La cinéaste Anne Fontaine entraîne le spectateur dans l’univers d’un génie en retraçant la genèse d’une œuvre dans un film tourné en partie dans la maison de Ravel à Montfort-l’Amaury, à Paris. La commanditaire de l’œuvre musicale est Ida Rubeinstein, riche et exaltée ex-danseuse des ballets russes, qui exige une musique de caractère espagnol pour son nouveau ballet. Ainsi, le spectateur est plongé dans le parcours intime de l’auteur-compositeur et assiste au processus invisible de la création d’une œuvre accouchée dans la douleur.

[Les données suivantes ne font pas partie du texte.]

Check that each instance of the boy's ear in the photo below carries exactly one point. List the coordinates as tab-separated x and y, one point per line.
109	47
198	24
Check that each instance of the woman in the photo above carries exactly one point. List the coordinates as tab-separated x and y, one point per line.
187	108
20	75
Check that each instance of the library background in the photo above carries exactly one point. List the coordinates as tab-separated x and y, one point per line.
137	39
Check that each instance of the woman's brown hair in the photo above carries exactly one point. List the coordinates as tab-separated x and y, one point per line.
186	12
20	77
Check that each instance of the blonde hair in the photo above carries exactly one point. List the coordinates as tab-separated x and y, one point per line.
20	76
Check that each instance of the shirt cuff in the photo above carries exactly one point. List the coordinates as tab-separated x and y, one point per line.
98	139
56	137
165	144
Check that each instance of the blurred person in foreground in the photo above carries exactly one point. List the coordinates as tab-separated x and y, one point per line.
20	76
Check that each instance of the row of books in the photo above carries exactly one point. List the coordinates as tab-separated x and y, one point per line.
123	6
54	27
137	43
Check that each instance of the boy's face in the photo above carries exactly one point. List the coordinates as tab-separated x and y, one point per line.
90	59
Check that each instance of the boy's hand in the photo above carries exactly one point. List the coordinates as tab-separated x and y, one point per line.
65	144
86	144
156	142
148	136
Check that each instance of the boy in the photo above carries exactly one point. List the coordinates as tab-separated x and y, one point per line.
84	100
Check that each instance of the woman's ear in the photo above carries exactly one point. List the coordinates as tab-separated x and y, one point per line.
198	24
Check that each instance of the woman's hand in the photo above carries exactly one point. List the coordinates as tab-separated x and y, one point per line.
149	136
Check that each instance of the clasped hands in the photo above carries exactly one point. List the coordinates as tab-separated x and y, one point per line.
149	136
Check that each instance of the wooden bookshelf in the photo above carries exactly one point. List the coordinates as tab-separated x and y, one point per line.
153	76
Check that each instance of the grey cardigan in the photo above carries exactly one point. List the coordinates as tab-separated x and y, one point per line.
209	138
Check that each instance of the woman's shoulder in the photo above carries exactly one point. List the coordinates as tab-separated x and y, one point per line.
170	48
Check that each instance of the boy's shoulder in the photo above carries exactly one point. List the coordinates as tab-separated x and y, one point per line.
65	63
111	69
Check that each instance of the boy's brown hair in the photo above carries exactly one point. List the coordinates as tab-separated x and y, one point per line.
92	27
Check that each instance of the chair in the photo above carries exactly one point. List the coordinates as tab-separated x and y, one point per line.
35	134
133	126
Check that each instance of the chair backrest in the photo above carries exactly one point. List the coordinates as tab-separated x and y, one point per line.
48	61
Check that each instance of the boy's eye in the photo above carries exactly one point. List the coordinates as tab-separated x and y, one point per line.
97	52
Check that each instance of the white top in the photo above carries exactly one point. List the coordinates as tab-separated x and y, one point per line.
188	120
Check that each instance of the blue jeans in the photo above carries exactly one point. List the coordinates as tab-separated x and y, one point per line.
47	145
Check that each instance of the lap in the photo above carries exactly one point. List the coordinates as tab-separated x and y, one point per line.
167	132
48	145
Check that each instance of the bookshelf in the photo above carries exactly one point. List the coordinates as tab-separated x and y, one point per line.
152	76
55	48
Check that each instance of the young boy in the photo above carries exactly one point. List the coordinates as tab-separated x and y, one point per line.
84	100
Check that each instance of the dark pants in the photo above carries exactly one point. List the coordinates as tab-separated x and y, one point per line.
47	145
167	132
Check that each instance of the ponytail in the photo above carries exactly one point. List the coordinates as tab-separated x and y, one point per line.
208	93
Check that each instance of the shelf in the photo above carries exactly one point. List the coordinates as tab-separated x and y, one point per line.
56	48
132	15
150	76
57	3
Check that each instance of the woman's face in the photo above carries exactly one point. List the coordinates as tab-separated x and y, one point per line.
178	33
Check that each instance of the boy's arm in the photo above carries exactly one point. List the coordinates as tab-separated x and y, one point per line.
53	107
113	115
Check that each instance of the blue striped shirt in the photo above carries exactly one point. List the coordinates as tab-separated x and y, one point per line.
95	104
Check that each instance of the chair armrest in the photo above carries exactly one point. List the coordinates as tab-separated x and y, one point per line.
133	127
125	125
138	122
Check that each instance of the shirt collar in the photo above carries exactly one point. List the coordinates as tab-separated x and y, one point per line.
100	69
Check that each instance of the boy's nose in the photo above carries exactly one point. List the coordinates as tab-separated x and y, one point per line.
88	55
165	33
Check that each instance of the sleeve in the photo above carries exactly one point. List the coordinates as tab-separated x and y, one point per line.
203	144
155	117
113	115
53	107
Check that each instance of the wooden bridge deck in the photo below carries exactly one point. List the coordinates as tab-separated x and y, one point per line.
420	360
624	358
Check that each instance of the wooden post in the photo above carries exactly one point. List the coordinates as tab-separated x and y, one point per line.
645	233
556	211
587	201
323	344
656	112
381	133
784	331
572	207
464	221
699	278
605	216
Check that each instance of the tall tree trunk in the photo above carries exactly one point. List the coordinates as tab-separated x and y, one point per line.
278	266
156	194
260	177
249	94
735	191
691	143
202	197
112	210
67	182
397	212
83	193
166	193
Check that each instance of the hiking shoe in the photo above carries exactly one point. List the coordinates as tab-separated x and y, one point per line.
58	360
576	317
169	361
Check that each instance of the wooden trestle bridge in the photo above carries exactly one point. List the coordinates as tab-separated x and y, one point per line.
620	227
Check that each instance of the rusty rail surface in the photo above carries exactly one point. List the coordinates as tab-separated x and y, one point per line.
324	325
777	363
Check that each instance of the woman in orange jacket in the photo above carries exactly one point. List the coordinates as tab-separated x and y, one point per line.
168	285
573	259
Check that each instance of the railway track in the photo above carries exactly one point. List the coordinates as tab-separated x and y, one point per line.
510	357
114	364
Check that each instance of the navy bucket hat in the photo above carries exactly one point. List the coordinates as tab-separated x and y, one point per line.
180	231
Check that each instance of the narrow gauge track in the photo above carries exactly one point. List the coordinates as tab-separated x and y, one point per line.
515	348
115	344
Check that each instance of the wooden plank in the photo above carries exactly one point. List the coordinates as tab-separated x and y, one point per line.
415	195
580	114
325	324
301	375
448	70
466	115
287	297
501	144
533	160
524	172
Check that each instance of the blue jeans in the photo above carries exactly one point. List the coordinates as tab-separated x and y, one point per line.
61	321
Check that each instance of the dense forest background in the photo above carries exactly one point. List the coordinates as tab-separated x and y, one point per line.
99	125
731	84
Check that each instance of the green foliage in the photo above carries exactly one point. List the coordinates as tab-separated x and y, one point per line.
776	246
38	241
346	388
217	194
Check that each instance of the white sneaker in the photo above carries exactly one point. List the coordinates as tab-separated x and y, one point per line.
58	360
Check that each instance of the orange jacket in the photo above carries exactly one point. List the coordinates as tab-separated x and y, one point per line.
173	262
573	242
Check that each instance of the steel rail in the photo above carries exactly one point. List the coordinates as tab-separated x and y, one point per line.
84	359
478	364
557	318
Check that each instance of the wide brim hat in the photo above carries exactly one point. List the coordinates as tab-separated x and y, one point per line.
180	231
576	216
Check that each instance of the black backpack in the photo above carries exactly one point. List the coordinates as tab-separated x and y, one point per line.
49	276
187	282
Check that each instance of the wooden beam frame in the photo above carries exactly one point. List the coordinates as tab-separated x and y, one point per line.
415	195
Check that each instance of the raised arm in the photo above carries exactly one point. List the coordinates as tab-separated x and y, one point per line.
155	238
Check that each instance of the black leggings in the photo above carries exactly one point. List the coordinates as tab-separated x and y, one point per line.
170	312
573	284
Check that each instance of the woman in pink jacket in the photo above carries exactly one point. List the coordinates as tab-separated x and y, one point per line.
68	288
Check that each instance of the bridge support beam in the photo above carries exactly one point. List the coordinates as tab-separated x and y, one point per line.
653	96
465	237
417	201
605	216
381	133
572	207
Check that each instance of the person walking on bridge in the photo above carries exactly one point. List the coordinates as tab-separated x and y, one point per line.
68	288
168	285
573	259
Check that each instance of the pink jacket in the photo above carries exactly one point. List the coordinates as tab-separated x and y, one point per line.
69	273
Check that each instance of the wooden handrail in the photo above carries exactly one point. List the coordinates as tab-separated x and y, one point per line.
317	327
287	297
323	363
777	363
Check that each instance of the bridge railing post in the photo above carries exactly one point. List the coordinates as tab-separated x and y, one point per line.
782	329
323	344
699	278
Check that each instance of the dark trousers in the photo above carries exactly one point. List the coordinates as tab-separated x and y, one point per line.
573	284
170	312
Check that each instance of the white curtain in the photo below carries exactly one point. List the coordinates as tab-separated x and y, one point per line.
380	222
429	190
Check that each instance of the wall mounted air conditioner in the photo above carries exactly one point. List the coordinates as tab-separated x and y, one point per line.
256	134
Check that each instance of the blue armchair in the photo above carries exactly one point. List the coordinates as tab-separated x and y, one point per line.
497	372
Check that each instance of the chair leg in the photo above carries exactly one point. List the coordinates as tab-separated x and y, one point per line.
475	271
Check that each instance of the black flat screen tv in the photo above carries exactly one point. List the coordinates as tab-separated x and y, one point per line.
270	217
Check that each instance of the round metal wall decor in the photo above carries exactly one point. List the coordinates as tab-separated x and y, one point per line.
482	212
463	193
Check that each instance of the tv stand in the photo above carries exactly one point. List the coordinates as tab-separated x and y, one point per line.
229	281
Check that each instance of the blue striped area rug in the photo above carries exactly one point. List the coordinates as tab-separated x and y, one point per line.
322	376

En effet, Ravel donne l’impression d’être hanté par la difficulté de mettre en musique l’œuvre dont il tire l’inspiration des différentes sources : le bruit des machines à l’ère industrielle, le jazz et la guerre de 14. Et, une fois l’œuvre terminée, il en est tétanisé tant par l’intensité et le caractère érotique et sensuel de ce qu’il voulait être : une allégorie à la vie qui se termine dans la transe et le chaos. Le rythme infernal des machines, le fracas de la guerre et le jazz fusionnent pour créer le tempo infernal et obsédant de « Boléro », que l’ex-danseuse russe met en scène dans un ballet lancinant et hypnotique.

Ravel assiste à la première de « Boléro » le 22 novembre 1928 à Paris, une œuvre qui connaît un succès immédiat et planétaire. Interprété par le beau Raphaël Personnaz dans le rôle du dandy parisien qui, outre son ami Cipa, évolue dans un univers féminin composé d’une mère bienveillante, de sa gouvernante, et de sa muse et compagne de cœur.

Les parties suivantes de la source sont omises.